レオは、エリックのその「熱い友情」に、何度も支えられてきた。エリックは、今、揺るぎない信念を持って、世界を救う英雄となろうとしている。
もしここでレオが彼を止めるようなことをすれば、エリックのこれまで信じてきた全てを否定することになるのではないか。
彼の正義を、彼の信念を、裏切ることになるのではないか。
その思いが、レオの胸を締め付け、呼吸すらも困難にさせた。
もしここで魔王を討てば、彼らは、世界を救った「英雄」として、盛大な歓迎を受けるだろう。
人々は歓喜し、その功績は歴史に刻まれる。長きにわたる魔族との戦乱は終わりを告げ、平和な時代が訪れる。
それは、彼らが、そして世界中の人々が望んできた、最高の結末のはずだった。
しかし、本当にそれで良いのか?
リリスの涙、魔王の言葉。彼らが語った真実。それらは、レオの心に深く根を下ろし、簡単に拭い去ることができない。
もし、この「正義」が、一部の真実を隠蔽し、新たな悲劇を生むものだとしたら……。
その可能性が、レオの魂を引き裂くような痛みに苛んでいた。
全身の筋肉が、まるで石のように強張っていた。
足は地面に縫い付けられたかのように動かず、指一本すら動かせない。
喉は、乾ききった砂漠のようにカラカラで、息を吸い込むことすらままならない。
声を出そうとしても、その場で言葉は詰まったままで、誰にも届くはずのない、掠れた音しか出てこない。

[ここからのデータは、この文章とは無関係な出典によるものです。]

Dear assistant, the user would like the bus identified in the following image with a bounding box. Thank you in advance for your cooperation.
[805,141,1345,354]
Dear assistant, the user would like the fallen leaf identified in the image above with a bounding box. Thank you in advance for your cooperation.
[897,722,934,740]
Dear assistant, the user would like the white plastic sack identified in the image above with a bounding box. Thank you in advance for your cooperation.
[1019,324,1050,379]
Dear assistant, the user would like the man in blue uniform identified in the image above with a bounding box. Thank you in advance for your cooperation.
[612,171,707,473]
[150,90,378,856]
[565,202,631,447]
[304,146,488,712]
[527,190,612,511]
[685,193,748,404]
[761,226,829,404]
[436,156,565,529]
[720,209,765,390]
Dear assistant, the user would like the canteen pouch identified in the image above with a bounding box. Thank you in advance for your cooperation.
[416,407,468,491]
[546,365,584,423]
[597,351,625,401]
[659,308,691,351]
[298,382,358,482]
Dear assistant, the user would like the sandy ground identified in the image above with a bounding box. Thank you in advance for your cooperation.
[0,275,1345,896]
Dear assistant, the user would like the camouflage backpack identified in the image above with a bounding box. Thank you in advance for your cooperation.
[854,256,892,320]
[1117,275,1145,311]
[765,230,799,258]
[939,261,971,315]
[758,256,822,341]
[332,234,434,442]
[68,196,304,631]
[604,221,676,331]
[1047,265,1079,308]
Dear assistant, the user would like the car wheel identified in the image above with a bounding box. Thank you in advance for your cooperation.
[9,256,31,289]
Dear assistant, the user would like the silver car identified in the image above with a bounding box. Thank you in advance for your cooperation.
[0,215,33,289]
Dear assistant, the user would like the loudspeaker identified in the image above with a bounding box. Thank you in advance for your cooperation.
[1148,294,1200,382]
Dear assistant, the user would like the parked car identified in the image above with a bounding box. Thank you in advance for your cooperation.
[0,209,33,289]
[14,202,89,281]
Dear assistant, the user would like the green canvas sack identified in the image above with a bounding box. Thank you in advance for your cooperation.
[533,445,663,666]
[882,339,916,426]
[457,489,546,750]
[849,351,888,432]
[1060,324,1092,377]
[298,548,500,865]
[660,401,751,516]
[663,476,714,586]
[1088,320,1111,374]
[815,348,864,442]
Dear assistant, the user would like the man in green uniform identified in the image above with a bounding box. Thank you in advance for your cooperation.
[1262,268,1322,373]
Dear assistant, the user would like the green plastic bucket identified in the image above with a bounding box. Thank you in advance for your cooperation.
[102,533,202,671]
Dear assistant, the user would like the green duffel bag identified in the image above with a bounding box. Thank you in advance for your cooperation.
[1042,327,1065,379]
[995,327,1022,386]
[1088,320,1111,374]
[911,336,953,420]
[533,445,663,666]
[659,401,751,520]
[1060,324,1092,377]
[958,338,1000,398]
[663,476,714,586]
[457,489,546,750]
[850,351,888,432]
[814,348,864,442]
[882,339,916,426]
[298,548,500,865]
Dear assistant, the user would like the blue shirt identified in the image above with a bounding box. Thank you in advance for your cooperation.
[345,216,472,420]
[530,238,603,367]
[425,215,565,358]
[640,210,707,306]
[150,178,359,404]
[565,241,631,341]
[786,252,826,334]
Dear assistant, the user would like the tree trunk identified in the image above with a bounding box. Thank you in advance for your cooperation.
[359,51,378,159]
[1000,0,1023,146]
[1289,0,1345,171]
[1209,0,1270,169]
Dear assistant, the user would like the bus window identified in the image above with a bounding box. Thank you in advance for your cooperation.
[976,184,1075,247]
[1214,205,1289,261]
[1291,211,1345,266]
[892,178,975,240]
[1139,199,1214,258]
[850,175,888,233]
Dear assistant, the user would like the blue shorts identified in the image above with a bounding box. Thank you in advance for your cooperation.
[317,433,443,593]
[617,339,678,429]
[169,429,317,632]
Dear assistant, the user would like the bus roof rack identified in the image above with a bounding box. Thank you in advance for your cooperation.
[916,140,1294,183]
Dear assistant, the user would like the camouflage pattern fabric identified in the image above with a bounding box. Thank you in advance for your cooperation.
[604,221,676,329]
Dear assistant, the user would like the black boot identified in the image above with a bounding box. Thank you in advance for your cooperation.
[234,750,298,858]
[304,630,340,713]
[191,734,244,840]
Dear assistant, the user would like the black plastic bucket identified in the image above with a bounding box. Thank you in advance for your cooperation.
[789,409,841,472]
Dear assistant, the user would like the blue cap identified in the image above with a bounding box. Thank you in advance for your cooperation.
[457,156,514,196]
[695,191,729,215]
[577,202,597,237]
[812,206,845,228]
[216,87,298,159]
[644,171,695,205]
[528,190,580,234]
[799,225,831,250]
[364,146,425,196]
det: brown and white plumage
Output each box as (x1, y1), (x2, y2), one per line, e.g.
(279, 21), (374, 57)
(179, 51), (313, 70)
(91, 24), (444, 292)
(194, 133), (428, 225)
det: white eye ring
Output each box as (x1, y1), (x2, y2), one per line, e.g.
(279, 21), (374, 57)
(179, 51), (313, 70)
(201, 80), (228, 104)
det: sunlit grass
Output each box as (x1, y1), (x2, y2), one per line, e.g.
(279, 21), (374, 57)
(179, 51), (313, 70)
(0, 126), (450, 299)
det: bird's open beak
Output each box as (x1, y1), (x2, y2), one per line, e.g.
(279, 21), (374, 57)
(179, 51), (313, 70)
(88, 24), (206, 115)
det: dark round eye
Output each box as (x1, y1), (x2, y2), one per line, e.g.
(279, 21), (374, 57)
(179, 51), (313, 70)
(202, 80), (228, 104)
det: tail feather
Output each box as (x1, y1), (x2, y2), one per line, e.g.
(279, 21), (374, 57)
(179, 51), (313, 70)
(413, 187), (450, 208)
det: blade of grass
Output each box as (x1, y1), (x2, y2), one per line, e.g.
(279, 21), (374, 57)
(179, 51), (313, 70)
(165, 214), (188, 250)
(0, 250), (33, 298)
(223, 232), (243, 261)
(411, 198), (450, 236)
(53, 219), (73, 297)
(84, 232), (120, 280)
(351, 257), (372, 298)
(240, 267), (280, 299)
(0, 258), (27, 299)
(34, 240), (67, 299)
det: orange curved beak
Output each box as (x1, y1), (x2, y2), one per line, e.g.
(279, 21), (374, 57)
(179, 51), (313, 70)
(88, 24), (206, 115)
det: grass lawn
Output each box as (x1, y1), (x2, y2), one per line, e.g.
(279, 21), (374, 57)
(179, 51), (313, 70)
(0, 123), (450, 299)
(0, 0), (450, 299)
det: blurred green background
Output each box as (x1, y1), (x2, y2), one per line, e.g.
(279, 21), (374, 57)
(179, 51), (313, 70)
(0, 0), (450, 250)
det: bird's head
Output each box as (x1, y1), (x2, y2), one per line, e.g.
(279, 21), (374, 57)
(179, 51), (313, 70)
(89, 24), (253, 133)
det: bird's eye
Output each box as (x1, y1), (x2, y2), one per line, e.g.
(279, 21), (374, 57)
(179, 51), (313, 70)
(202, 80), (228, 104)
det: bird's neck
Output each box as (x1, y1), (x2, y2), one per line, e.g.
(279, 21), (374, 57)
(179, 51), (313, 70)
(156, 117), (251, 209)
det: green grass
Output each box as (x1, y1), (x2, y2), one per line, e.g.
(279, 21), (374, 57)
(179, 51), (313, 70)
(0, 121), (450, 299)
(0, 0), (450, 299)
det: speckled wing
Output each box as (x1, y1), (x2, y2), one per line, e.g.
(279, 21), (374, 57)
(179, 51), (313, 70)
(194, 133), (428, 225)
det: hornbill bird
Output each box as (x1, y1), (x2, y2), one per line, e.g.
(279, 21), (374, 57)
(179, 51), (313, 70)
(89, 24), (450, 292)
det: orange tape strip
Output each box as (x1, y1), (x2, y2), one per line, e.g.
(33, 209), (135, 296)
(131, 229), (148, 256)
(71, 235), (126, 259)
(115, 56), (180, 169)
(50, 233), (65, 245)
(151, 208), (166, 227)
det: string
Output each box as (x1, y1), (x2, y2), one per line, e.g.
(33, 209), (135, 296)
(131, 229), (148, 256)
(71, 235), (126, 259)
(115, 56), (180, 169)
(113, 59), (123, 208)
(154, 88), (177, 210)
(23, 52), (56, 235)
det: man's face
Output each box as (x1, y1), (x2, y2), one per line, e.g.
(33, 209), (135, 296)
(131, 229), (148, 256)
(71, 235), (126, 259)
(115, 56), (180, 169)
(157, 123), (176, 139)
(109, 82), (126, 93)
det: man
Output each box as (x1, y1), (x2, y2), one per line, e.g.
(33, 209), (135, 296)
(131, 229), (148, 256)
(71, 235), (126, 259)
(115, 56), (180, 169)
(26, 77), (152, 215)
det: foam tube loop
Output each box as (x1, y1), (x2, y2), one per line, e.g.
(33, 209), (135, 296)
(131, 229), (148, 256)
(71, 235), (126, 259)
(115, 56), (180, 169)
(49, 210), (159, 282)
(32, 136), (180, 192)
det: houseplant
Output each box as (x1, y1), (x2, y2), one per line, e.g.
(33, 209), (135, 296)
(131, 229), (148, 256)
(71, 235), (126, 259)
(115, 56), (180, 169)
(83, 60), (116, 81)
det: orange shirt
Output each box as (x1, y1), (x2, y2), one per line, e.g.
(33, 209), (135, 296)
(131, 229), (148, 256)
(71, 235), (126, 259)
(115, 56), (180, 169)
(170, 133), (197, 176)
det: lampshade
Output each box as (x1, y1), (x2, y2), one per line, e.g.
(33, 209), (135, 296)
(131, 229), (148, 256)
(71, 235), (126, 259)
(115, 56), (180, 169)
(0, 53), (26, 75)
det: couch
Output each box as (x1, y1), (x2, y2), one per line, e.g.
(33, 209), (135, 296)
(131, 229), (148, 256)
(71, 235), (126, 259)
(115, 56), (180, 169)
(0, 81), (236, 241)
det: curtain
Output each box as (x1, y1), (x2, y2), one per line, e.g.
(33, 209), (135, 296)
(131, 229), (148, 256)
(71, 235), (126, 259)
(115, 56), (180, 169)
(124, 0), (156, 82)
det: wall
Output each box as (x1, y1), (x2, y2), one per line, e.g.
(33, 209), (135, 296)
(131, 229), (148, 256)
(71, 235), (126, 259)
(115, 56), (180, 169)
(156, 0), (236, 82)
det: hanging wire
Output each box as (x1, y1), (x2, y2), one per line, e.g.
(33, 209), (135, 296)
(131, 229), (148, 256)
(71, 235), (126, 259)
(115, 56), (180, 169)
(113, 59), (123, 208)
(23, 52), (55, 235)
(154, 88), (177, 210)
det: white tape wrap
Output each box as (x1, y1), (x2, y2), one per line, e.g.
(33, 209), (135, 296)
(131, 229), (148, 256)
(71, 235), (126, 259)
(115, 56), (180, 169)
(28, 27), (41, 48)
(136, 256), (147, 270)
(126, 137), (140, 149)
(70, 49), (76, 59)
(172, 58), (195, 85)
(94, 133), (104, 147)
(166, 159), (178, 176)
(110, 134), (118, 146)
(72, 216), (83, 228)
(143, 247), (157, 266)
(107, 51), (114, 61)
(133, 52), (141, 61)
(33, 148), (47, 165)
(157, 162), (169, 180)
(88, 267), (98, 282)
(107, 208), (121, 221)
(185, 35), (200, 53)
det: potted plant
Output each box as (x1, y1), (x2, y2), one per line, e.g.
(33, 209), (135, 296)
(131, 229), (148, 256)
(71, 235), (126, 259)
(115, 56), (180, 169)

視界は、エリックの振り下ろされる剣の光と、魔王の絶望に満ちた瞳、そしてセレーネの詠唱の光に満たされ、まるで時間が引き伸ばされたように感じられた。
動け。叫べ。止めろ。
いや、このまま見届けろ。
いくつもの声が、レオの頭の中で木霊する。
だが、彼の身体は、そのどれにも応えることができなかった。
彼の魂は、二つの矛盾する真実の間で、無残にも引き裂かれていた。
エリックの剣が、魔王に届く、その寸前まで、レオはただ、その光景を震える身体で見つめることしかできなかった。